L'article du 3 décembre 1987 paru dans le matin me paraît bizarrement ponctué. En particulier, ce point d'interrogation n'a pas de sens: «Les Italiens sont plus heureux, [...] de leurs moindres corniches ?».
J'ai rouvert Vigiles, car je me souvenais de quelques plaintes concernant les imprimeurs du Matin.

Jeudi 19 novembre 1987, midi. Porter ma chronique au Matin prend presque autant de temps que de l'écrire. J'ai tâché de tourner cette difficulté, mardi, en la dictant par téléphone. Bien entendu, les résultats, dans le numéro d'aujourd'hui, sont désastreux. Et peu de choses sont plus profondément irritantes que de se voir attribuer, par la seule faute de la bévue, de la coquille, de l'erreur de transmission, des erreurs ou niaiseries dont on est parfaitement innocent mais qui sont bien là, imprimées sur votre signature. Comme j'avais écrit que la nouvelle galerie d'Yvon Lambert est aussi opulente que celles du Faubourg-Saint-Honoré, et que le s de celles est tombé en chemin, j'ai l'air d'attribuer à Lambert une autre galerie, plus ancienne, dans le Faubourg-Saint-Honoré. Et ainsi de suite.

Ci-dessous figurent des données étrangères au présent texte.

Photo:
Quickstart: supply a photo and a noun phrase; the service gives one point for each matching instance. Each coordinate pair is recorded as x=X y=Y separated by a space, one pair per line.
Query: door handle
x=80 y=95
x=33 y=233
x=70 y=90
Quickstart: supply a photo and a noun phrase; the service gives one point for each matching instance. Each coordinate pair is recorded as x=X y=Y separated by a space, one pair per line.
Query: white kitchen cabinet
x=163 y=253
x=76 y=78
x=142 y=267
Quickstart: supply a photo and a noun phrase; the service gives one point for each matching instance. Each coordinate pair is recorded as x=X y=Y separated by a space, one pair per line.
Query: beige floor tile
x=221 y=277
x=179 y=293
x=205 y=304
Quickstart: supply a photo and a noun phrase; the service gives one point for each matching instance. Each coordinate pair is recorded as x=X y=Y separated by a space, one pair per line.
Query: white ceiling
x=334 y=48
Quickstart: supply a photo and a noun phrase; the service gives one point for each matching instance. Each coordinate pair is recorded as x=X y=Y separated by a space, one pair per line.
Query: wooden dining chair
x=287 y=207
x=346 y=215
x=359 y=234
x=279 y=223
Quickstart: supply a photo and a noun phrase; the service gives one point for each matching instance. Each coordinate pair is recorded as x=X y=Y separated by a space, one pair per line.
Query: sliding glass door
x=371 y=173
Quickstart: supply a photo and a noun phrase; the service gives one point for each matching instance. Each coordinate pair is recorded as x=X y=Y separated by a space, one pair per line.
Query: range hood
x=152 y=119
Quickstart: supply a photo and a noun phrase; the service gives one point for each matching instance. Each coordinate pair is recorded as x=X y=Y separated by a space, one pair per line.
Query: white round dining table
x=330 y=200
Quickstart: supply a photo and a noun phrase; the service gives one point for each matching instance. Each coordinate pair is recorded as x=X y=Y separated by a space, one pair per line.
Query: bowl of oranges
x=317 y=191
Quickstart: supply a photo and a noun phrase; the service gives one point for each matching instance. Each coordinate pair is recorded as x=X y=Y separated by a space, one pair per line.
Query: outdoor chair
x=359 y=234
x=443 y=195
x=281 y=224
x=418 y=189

Ce qui ne dépend pas de ma dictée, c'est la suppression de l'astérisque de partition, entre les différents développements, qui a pour résultat le mélange de considérations totalement indépendantes. Les imprimeurs, ou je ne sais qui d'autre au journal, ajoutent partout des alinéas dans mes paragraphes qu'ils jugent trop longs, et parfois au milieu de mes phrases, mais ils refusent absolument de reproduire cet astérisque si nécessaire. Ma position est trop mal assurée, cependant, pour que je commence à me plaindre; sauf ici : tout retombe toujours sur ces pauvres cahiers...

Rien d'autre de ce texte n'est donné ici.